35 Views Asked by At

This is a question on the mechanics of backpropogation derivatives in NNs. I've seen plenty of analysis on the derivative of a NN output with respect to a given input, but am unsure on how to compute the partial with respect to the weight of a given edge. That is, suppose our output of the network is $\hat{pred} = \sigma[z[v_{output}]]$. This is a node with no outgoing edges. $z[v]$ refers to the linear combination of the outputs of the nodes with outgoing edges to $v$ weighted by their corresponding edge weights. What is the derivative $\frac{\partial \hat{pred}}{\partial w(u,v)}$? I'm trying to define this in terms of basic parameters and $\delta$, which I believe we can define recursively. For simplicity I'm assuming activation is sigmoid. Here is my attempt:

For a node $v$ whose value is calculated using the sigmoid activation, the output $o[v]$ is given by: $ o[v] = \frac{1}{1 + e^{-\sum_{(u,v) \in E} w(u,v)o[u]}} $

Using the chain rule, we get: $ \frac{\partial \hat{pred}}{\partial w(u,v)} = \frac{\partial \hat{pred}}{\partial o[v]} \cdot \frac{\partial o[v]}{\partial z[v]} \cdot \frac{\partial z[v]}{\partial w(u,v)} $ (is this right??)

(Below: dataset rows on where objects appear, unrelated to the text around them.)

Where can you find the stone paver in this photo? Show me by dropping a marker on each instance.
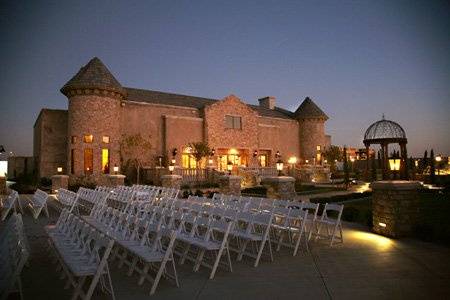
(366, 266)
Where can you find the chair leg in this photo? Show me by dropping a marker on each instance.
(199, 260)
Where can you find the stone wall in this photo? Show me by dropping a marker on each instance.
(312, 134)
(50, 141)
(218, 136)
(99, 116)
(395, 207)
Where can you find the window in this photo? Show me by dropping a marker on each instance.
(105, 161)
(262, 160)
(72, 161)
(233, 122)
(88, 161)
(88, 138)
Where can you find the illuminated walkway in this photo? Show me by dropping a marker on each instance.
(366, 266)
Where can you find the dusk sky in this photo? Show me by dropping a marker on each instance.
(355, 59)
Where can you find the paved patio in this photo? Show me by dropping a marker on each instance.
(366, 266)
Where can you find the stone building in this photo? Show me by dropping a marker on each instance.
(108, 125)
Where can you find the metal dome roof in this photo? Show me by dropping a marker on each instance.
(384, 129)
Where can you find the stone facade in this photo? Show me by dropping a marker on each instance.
(395, 207)
(101, 107)
(280, 187)
(50, 141)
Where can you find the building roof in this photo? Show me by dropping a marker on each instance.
(308, 109)
(157, 97)
(94, 75)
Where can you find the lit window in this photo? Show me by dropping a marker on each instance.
(88, 161)
(105, 161)
(72, 161)
(233, 122)
(88, 138)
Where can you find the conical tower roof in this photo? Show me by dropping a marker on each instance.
(309, 110)
(94, 75)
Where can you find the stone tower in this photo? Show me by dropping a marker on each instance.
(93, 121)
(311, 121)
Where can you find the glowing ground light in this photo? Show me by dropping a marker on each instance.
(380, 242)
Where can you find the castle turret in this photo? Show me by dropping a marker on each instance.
(93, 120)
(311, 121)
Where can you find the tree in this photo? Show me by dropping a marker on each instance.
(199, 151)
(424, 164)
(332, 155)
(134, 152)
(432, 168)
(346, 170)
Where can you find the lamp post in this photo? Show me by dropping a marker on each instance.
(171, 168)
(438, 163)
(280, 165)
(394, 165)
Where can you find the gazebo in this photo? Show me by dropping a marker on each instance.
(385, 132)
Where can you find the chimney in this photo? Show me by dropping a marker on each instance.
(267, 102)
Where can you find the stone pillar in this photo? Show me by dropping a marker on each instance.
(59, 182)
(395, 207)
(2, 185)
(280, 187)
(230, 184)
(115, 179)
(172, 181)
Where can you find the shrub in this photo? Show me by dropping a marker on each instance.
(261, 191)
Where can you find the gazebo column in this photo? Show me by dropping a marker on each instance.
(384, 146)
(404, 158)
(367, 163)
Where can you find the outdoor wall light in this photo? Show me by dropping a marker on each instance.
(292, 160)
(280, 166)
(394, 164)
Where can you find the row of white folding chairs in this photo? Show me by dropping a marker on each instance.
(38, 203)
(67, 199)
(9, 203)
(82, 253)
(290, 220)
(14, 253)
(133, 243)
(159, 220)
(323, 226)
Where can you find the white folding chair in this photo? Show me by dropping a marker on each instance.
(332, 223)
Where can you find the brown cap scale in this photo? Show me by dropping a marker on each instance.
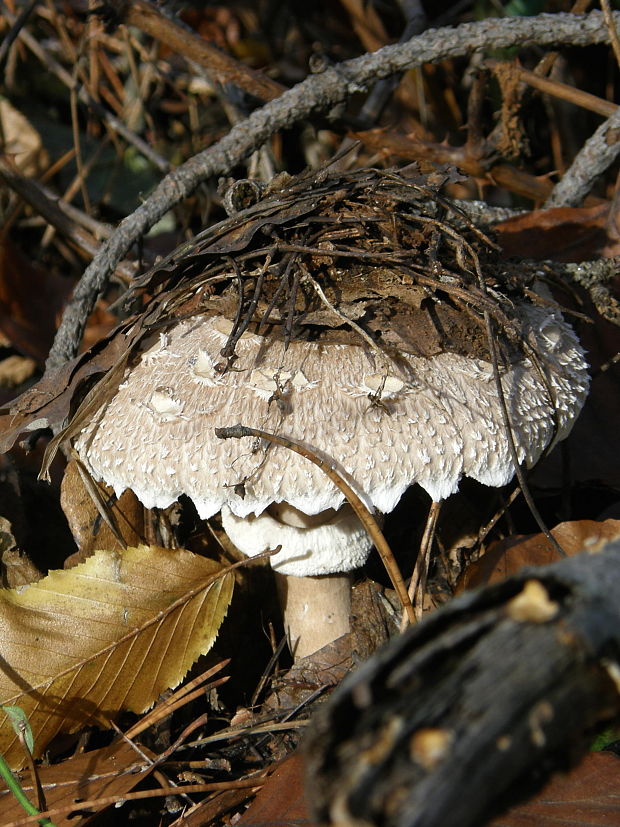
(383, 424)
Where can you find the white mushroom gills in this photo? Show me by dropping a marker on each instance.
(429, 421)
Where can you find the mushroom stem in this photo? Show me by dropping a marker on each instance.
(317, 610)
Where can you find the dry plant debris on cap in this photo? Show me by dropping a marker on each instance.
(345, 310)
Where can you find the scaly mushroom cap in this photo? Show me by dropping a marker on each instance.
(422, 420)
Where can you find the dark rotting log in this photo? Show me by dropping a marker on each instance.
(471, 710)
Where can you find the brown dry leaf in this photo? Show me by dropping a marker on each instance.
(110, 771)
(506, 557)
(30, 300)
(586, 797)
(110, 634)
(20, 141)
(14, 370)
(561, 234)
(281, 802)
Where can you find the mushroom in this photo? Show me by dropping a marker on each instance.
(383, 423)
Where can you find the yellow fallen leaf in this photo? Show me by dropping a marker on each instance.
(110, 634)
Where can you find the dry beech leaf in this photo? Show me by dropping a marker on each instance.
(281, 802)
(109, 634)
(561, 233)
(506, 557)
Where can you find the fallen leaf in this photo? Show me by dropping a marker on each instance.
(109, 634)
(281, 802)
(561, 234)
(21, 141)
(506, 557)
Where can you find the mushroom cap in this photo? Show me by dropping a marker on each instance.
(426, 420)
(339, 544)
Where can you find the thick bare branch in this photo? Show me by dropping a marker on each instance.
(318, 93)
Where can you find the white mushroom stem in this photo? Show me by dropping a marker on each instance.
(312, 570)
(316, 610)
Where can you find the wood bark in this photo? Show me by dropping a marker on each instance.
(471, 710)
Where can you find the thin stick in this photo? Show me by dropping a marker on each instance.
(511, 442)
(364, 514)
(417, 584)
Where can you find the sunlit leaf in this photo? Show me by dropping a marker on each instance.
(110, 634)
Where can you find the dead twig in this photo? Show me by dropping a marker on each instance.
(364, 514)
(595, 157)
(318, 93)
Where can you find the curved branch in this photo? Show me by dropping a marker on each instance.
(318, 93)
(593, 159)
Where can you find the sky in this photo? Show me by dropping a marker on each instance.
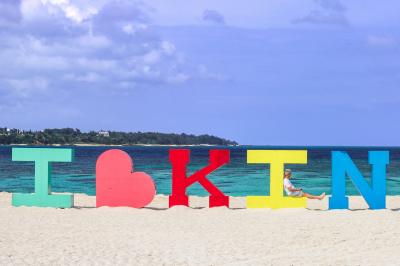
(276, 72)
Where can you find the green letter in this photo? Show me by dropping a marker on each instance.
(42, 196)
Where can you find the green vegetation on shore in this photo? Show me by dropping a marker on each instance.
(66, 136)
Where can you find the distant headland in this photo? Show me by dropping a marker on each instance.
(71, 136)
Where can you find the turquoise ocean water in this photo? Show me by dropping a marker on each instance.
(235, 179)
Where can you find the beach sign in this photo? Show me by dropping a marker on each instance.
(118, 185)
(43, 159)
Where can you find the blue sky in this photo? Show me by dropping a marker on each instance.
(306, 72)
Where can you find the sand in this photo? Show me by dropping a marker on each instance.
(199, 236)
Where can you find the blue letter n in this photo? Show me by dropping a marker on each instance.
(374, 195)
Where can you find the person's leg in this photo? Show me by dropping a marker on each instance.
(309, 196)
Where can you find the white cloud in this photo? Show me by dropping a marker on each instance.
(77, 43)
(328, 12)
(213, 16)
(383, 41)
(28, 87)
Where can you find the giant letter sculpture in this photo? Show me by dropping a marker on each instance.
(277, 159)
(42, 196)
(342, 164)
(180, 182)
(117, 185)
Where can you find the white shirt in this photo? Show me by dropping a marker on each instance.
(286, 185)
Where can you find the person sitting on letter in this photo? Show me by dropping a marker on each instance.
(292, 191)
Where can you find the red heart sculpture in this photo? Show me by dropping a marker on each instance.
(117, 185)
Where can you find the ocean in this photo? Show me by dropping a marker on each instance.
(235, 179)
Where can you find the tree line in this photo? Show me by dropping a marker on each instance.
(66, 136)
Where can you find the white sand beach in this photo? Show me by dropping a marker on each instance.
(199, 236)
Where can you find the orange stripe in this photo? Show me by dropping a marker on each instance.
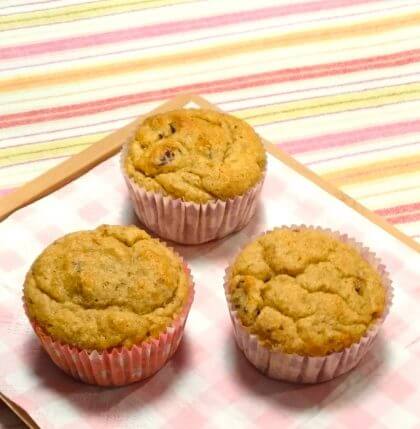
(375, 170)
(311, 36)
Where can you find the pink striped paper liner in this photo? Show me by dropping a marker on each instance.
(188, 222)
(307, 369)
(118, 366)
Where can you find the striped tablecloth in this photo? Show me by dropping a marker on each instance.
(333, 82)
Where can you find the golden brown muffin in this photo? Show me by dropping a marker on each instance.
(108, 287)
(196, 155)
(303, 291)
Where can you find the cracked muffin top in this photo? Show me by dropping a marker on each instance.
(108, 287)
(196, 155)
(302, 291)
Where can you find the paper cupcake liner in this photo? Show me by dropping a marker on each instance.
(118, 366)
(188, 222)
(306, 369)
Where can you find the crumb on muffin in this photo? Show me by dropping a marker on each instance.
(196, 155)
(303, 291)
(113, 286)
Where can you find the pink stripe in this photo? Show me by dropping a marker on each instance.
(6, 191)
(399, 209)
(350, 137)
(236, 83)
(412, 217)
(166, 28)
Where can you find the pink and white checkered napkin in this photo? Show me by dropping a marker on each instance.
(208, 383)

where $z[v] = \sum_{(u,v) \in E} w(u,v)o[u]$.

The derivative of $o[v]$ with respect to $z[v]$ is the derivative of the sigmoid function: $ \frac{\partial o[v]}{\partial z[v]} = o[v] \cdot (1 - o[v]) $

And $\frac{\partial z[v]}{\partial w(u,v)}$ is just $o[u]$, the output of the parent node $u$.

Thus, $ \frac{\partial \hat{pred}}{\partial w(u,v)} = \frac{\partial \hat{pred}}{\partial o[v]} \cdot o[v] \cdot (1 - o[v]) \cdot o[u] $

Is this on the right track? how can I further decompose the $\frac{\partial \hat{pred}}{\partial o[v]}$ term to get this expression in terms a recursive definition of $\delta(v)$)? Do I even need to? And, importantly, does this depend on what the activation function for $v_{output}$ is, as i'm trying to only fix the activation function for $v$.